Annelien Morlion1, Philippe Decruyenaere2, Kathleen Schoofs1, Jasper Anckaert1, Nickolas J. Ramirez1, Justine Nuytens1, Eveline Vanden Eynde1, Kimberly Verniers1, Celine Everaert1, Guy Brusselle2, Steven Callens2, Filomeen Haerynck2, Dimitri Hemelsoet2, Eric Hoste2, Jo Lambert2, Nicolaas Lumen2, Fritz Offner2, Koen Paemeleire2, Vanessa Smith2, Lies Van den Eynde2, Jo Van Dorpe2, Amber Vanhaecke3, Hans Van Vlierberghe2, An Mariman2, Olivier Thas4, Jo Vandesompele1, Pieter Mestdagh1

1Ghent University, Ghent, Belgium,2Ghent University; Ghent University Hospital, Ghent, Belgium,3Ghent University Hospital, Ghent, Belgium,4Hasselt University, Hasselt, Belgium

摘要 Abstract

The purpose of this study was to assess whether transcripts exhibiting strongly deviating abundance in plasma mRNA profiles can reliably differentiate prostate cancer from non-cancer states. To do so, we focused on biomarker tail genes (BTG), defined as protein-coding genes whose cell-free transcript abundance in an individual sample deviates by at least three standard deviations from a healthy control reference distribution. We applied the BTG identification and classification workflow to blood plasma samples from individuals with newly diagnosed prostate cancer (n = 132; 62 early-stage, 70 late-stage) and healthy donors (n = 48). Classification thresholds were established using a train-test cross validation approach (70%), and performance was evaluated in held-out validation samples (30%) and in a separate non-malignant cohort including healthy donors (n=37) and patients with non-malignant conditions (n=88). Across training and validation analyses, a consensus set of 247 prostate cancer BTG enabled discrimination between prostate cancer samples and healthy controls, with sensitivity and specificity reaching 100% in the validation cohort of male donors. Of note, the number of BTG per plasma sample was not associated with disease stage, and classification remained highly accurate in age-matched subsets, indicating limited influence of age on results.
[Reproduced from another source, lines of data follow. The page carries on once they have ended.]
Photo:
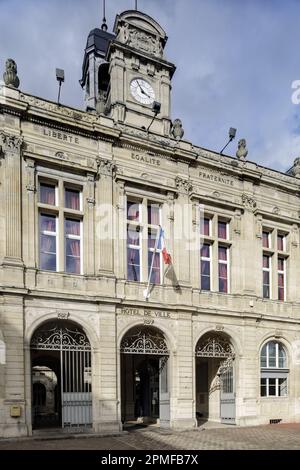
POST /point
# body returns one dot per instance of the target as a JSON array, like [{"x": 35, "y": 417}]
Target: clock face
[{"x": 142, "y": 91}]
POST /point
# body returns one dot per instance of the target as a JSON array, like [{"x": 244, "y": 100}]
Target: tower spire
[{"x": 104, "y": 25}]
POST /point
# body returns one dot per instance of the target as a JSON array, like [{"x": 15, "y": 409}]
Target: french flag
[{"x": 166, "y": 256}]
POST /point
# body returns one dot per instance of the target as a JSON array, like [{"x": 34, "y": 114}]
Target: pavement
[{"x": 271, "y": 437}]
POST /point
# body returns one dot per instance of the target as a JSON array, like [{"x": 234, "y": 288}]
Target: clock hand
[{"x": 142, "y": 90}]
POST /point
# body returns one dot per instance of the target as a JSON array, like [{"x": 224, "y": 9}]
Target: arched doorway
[
  {"x": 61, "y": 363},
  {"x": 144, "y": 377},
  {"x": 215, "y": 378}
]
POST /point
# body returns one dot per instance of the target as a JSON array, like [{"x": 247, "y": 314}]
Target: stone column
[
  {"x": 105, "y": 218},
  {"x": 108, "y": 412},
  {"x": 89, "y": 225},
  {"x": 182, "y": 414},
  {"x": 11, "y": 148},
  {"x": 29, "y": 227},
  {"x": 182, "y": 231}
]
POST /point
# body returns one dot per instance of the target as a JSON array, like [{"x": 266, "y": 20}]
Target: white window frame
[
  {"x": 51, "y": 234},
  {"x": 269, "y": 270},
  {"x": 150, "y": 228},
  {"x": 284, "y": 277},
  {"x": 73, "y": 237},
  {"x": 227, "y": 262},
  {"x": 274, "y": 372},
  {"x": 204, "y": 258}
]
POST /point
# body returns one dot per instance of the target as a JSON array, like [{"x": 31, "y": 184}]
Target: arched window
[{"x": 273, "y": 370}]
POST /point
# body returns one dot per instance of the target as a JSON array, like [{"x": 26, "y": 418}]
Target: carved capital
[
  {"x": 106, "y": 167},
  {"x": 183, "y": 185},
  {"x": 10, "y": 143},
  {"x": 249, "y": 202}
]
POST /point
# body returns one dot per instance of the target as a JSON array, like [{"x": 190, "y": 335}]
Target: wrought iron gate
[
  {"x": 152, "y": 343},
  {"x": 227, "y": 393},
  {"x": 74, "y": 351},
  {"x": 219, "y": 347}
]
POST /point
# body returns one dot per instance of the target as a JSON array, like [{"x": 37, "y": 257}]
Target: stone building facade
[{"x": 84, "y": 195}]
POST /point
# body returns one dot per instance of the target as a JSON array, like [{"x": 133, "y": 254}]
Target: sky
[{"x": 236, "y": 62}]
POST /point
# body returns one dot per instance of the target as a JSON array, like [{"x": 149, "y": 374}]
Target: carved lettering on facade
[
  {"x": 106, "y": 167},
  {"x": 10, "y": 143},
  {"x": 183, "y": 185},
  {"x": 145, "y": 159},
  {"x": 145, "y": 313},
  {"x": 249, "y": 202},
  {"x": 62, "y": 136},
  {"x": 216, "y": 178}
]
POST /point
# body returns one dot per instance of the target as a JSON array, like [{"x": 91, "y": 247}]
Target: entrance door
[
  {"x": 227, "y": 394},
  {"x": 144, "y": 372},
  {"x": 164, "y": 394},
  {"x": 64, "y": 348}
]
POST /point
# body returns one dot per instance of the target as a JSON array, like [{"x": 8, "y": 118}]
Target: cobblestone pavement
[{"x": 280, "y": 436}]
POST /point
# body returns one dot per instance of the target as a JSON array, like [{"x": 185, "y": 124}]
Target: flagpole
[{"x": 146, "y": 291}]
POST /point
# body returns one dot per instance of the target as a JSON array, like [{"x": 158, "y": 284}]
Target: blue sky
[{"x": 236, "y": 61}]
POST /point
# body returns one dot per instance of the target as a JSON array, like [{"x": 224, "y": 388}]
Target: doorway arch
[
  {"x": 61, "y": 361},
  {"x": 145, "y": 377},
  {"x": 215, "y": 378}
]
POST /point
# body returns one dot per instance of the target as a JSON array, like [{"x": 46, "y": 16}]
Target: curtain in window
[
  {"x": 72, "y": 199},
  {"x": 47, "y": 194}
]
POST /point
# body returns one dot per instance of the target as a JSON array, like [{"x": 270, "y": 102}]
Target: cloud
[{"x": 235, "y": 62}]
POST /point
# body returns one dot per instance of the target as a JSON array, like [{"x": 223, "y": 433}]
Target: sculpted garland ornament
[{"x": 144, "y": 343}]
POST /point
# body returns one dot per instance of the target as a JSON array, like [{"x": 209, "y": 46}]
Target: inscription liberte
[
  {"x": 146, "y": 159},
  {"x": 61, "y": 136},
  {"x": 145, "y": 313},
  {"x": 216, "y": 178}
]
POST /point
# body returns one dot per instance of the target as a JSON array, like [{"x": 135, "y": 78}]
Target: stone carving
[
  {"x": 30, "y": 170},
  {"x": 296, "y": 168},
  {"x": 140, "y": 40},
  {"x": 106, "y": 167},
  {"x": 237, "y": 221},
  {"x": 10, "y": 76},
  {"x": 249, "y": 202},
  {"x": 177, "y": 129},
  {"x": 242, "y": 151},
  {"x": 183, "y": 185},
  {"x": 10, "y": 143}
]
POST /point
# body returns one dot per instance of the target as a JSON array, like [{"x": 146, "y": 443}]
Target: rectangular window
[
  {"x": 222, "y": 230},
  {"x": 281, "y": 279},
  {"x": 154, "y": 260},
  {"x": 73, "y": 246},
  {"x": 205, "y": 226},
  {"x": 266, "y": 276},
  {"x": 273, "y": 386},
  {"x": 48, "y": 194},
  {"x": 223, "y": 269},
  {"x": 72, "y": 199},
  {"x": 133, "y": 253},
  {"x": 205, "y": 266},
  {"x": 48, "y": 239},
  {"x": 266, "y": 239},
  {"x": 133, "y": 241},
  {"x": 280, "y": 242},
  {"x": 153, "y": 214},
  {"x": 133, "y": 211}
]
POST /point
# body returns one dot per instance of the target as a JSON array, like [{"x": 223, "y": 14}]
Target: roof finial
[{"x": 104, "y": 25}]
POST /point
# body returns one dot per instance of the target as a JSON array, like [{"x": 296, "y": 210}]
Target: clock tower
[{"x": 137, "y": 76}]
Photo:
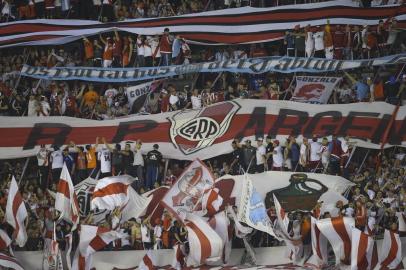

When applied to a cohort of individuals with diverse non-malignant conditions, the established BTG threshold yielded 94.4% specificity, and none of patients with benign prostatic hyperplasia were misclassified (n=5). To explore redundancy within the BTG set, we evaluated both cluster-derived subsets and algorithmically selected minimal panels. Multiple small subsets, including a ten-gene panel identified by a greedy selection strategy, achieved perfect classification within the validation cohort, demonstrating that strong discriminatory power is retained even when BTG sets are substantially reduced. In conclusion, blood plasma BTG constitute a highly accurate signature for prostate cancer detection, and the ability of small BTG subsets to reproduce full-set performance highlights opportunities for targeted assays. Further evaluation in broader populations and across cancer stages will refine the potential of BTG-based approaches for early detection and monitoring. (The last two authors contributed equally to this work)
利益披露 Disclosure
A. Morlion, None.. P. Decruyenaere, None.. K. Schoofs, None.. J. Anckaert, None.. N. J. Ramirez, None.. J. Nuytens, None.. E. Vanden Eynde, None.. K. Verniers, None.. C. Everaert, None.. G. Brusselle, None.. S. Callens, None.. F. Haerynck, None.. D. Hemelsoet, None.. E. Hoste, None.. J. Lambert, None.. N. Lumen, None.. F. Offner, None.. K. Paemeleire, None.. V. Smith, None.. L. Van den Eynde, None.. J. Van Dorpe, None.. A. Vanhaecke, None.. H. Van Vlierberghe, None.. A. Mariman, None.. O. Thas, None.. J. Vandesompele, None.. P. Mestdagh, None.